Zachód potrzebuje jedności i sprawnie reagujących rządów - mówił w piątek w Monachium prezydent Andrzej Duda. Podkreślał, że siła Zachodu zasadza się na więzi transatlantyckiej, której nie można kwestionować w sposób bezrefleksyjny.
W panelu dotyczącym przyszłości Zachodu podczas 53. Monachijskiej Konferencji Bezpieczeństwa uczestniczyli także m.in. senator USA John McCain i prezydent Ukrainy Petro Poroszenko.
Polski prezydent podkreślał, że odrodzenie Zachodu będzie możliwe jedynie przy zachowaniu jego jedności. Zaznaczył, że podziały nigdy nie służyły dobru Europy Środkowej i dlatego Polska aktywnie działa na rzecz jedności swojego regionu i zakotwiczenia go w zjednoczonym Zachodzie.
Andrzej Duda mówił, że zadaniem jest współpraca z nową administracją USA prowadzona w sposób, który pozwoli na utrzymanie wspólnych interesów wspólnoty transatlantyckiej, czyli bezpieczeństwa.
"Nasza siła zasadza się na więzi transatlantyckiej. Nie możemy jej kwestionować w sposób bezrefleksyjny" - zaznaczył. Podkreślił, że konsekwencje ewentualnej destabilizacji w Europie byłyby odczuwalne po obu stronach Atlantyku.
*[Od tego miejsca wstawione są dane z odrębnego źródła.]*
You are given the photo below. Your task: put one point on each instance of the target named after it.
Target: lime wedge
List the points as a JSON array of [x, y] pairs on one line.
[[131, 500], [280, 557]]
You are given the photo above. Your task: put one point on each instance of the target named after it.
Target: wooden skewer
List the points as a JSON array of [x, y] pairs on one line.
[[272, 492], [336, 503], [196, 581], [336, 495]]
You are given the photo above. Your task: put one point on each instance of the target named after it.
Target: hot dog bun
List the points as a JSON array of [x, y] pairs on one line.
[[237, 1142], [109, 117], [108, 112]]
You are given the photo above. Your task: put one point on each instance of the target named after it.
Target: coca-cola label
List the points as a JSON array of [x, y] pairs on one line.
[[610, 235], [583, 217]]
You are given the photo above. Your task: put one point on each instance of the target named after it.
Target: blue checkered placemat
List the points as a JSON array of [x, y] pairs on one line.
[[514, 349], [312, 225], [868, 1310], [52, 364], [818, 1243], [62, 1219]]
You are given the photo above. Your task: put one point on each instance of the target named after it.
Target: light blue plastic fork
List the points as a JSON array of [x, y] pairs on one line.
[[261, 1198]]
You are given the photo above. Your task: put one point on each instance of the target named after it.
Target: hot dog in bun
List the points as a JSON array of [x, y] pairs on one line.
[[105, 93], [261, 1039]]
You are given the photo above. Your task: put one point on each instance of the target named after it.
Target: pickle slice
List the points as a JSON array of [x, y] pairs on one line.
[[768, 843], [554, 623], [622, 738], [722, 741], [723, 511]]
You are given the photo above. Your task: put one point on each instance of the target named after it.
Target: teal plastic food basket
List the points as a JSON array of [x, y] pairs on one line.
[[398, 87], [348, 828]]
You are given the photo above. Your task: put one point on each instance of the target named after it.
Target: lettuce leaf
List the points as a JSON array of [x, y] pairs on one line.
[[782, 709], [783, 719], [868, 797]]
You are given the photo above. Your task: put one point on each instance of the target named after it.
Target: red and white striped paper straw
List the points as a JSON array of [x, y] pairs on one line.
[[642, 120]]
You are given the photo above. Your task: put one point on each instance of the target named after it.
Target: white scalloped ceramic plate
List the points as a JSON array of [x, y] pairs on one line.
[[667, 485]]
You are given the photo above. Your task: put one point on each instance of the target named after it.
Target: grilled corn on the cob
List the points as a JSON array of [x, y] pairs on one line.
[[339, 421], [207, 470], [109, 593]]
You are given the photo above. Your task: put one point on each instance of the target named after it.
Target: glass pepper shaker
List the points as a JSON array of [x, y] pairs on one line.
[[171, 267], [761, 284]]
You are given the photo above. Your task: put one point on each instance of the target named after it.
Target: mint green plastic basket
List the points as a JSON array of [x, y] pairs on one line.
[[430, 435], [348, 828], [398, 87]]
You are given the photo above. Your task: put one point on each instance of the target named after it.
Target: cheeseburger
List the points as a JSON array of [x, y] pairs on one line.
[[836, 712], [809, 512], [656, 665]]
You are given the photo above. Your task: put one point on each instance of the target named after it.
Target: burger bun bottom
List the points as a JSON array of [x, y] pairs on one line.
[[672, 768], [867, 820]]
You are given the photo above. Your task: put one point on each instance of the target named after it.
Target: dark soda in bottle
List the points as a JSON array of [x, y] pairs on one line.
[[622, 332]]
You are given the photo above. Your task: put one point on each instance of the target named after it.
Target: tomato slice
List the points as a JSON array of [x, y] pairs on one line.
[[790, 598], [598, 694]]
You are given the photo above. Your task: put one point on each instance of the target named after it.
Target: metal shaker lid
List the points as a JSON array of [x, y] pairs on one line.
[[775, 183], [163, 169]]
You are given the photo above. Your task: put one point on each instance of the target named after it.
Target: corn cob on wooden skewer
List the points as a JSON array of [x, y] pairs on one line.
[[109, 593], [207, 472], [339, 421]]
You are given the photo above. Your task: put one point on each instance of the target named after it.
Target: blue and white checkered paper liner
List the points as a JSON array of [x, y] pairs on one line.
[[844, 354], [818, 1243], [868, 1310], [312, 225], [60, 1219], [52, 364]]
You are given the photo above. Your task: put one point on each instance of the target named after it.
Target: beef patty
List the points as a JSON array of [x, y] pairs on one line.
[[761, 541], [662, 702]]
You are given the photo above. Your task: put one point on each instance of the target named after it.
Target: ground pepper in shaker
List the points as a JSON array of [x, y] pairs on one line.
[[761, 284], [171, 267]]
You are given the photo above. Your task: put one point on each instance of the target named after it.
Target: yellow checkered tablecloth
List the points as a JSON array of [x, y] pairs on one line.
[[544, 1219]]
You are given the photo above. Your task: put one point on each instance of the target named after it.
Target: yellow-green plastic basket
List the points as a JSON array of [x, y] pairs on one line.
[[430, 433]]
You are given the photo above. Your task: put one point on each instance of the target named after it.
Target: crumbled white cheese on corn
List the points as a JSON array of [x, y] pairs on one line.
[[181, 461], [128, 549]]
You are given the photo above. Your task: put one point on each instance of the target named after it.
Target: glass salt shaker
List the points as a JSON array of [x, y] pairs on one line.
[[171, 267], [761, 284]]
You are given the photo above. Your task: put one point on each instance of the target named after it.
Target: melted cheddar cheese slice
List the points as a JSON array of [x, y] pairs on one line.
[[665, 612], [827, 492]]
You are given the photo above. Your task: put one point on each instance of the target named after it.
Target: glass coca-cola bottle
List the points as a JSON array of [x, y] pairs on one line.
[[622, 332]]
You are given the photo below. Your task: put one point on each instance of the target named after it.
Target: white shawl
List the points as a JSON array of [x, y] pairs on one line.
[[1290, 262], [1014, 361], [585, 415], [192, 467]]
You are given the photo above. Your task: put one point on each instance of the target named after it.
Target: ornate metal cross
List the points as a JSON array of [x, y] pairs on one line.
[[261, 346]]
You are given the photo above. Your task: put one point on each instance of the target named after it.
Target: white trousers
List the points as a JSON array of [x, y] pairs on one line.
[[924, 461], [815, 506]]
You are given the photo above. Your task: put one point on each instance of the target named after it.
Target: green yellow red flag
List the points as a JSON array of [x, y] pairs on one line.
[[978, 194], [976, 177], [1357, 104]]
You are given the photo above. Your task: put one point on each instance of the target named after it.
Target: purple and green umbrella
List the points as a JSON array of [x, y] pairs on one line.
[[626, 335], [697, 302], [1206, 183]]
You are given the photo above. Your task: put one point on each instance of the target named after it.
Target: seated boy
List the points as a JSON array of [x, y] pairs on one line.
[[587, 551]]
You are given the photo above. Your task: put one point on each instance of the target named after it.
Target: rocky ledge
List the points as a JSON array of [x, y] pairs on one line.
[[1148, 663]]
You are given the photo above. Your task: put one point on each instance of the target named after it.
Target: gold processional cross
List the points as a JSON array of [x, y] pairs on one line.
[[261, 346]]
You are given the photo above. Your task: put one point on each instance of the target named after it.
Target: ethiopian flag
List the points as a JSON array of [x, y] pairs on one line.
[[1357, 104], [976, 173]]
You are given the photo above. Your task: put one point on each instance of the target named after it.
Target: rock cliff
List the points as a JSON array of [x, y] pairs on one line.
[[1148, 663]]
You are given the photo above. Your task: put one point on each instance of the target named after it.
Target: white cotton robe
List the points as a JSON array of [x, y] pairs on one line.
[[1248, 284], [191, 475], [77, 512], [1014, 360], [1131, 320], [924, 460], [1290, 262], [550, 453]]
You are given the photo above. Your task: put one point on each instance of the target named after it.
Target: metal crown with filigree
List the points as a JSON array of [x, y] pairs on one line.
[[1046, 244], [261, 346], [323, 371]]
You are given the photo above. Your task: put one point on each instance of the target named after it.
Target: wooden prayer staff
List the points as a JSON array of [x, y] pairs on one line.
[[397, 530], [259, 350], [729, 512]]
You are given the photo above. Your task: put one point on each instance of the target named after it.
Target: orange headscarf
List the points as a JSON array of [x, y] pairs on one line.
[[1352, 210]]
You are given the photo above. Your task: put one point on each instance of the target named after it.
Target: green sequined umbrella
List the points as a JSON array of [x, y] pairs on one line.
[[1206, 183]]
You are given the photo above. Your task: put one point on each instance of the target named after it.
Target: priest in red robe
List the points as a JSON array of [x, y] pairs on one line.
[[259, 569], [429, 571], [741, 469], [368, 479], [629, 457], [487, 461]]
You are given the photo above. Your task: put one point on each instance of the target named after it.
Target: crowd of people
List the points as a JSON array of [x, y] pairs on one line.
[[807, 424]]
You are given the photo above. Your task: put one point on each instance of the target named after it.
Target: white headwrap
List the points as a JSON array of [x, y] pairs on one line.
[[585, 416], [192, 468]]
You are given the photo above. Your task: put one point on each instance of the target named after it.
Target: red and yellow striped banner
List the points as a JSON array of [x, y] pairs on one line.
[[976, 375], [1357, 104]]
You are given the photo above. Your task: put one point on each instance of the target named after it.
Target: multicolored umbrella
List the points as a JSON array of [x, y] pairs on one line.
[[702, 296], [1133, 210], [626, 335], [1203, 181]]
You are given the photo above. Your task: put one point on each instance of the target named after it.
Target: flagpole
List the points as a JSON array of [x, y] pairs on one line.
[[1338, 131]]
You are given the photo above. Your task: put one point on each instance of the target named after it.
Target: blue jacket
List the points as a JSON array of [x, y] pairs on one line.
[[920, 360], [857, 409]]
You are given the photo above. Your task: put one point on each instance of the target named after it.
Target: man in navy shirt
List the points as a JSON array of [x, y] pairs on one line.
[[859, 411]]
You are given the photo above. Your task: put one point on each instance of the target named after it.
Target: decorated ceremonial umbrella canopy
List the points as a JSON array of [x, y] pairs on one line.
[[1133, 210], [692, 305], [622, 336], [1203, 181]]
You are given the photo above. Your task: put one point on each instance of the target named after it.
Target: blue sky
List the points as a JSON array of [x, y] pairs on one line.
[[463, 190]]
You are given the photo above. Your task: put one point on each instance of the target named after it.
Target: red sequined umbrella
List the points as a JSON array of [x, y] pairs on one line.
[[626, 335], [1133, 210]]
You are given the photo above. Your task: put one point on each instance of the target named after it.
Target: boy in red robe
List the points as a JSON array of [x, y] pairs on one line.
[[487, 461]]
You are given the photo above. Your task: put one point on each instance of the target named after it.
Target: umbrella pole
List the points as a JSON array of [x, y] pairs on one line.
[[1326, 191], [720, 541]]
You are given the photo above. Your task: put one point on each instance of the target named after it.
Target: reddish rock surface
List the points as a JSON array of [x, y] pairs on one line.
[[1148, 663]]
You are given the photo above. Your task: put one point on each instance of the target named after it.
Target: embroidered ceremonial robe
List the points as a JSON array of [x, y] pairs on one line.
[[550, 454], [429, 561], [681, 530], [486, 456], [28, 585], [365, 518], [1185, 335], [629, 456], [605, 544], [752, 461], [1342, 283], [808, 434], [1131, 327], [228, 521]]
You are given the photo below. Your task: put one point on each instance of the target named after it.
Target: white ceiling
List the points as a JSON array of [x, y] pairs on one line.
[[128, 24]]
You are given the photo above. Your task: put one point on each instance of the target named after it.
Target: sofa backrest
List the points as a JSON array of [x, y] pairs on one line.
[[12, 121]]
Podkreślił, że pełne wdrożenie postanowień ubiegłorocznego szczytu NATO w Warszawie to kwestia obronności i zdolności odstraszania. "Dopiero gdy będziemy silni, będziemy mogli angażować się w dialog z innymi" - mówił.
Zauważył, że we wspólnym interesie jest, by Wielka Brytania nie opuściła europejskiej struktury bezpieczeństwa. W jego opinii należy umożliwić aktywne uczestnictwo Wielkiej Brytanii w unijnej Wspólnej Polityce Bezpieczeństwa i Obrony.
Prezydent ocenił, że w całym świecie Zachodu odczuwalny jest wiatr zmian politycznych. "Elity polityczne nie powinny starać się tych zmian zatrzymać, ponieważ są one nieuniknione" - mówił. Jego zdaniem, elity powinny zwrócić uwagę na zarządzanie zmianą, by jej efekty były konstruktywne.
Andrzej Duda mówił także, że źródłem siły i stabilizacji na Zachodzie zawsze były rządy, które chcą wychodzić naprzeciw oczekiwaniom obywateli. Podkreślił, że obecnie wielu ludzi odczuwa brak zaufania do instytucji państwowych i rządów, a elity polityczne spoglądają na wybory raczej z obawą niż nadzieją. "Na domiar wszystkiego często kwestionowana jest legitymizacja demokratycznie wybranych rządów" - zauważył.
"Wszystko to może tworzyć wrażenie, że Zachód jest +reakcyjny+ w tradycyjnym tego słowa znaczeniu. Klasa polityczna przypomina tę z czasów dworu francuskiego Ludwika XVI oraz arystokrację w przeddzień rewolucji francuskiej" - powiedział.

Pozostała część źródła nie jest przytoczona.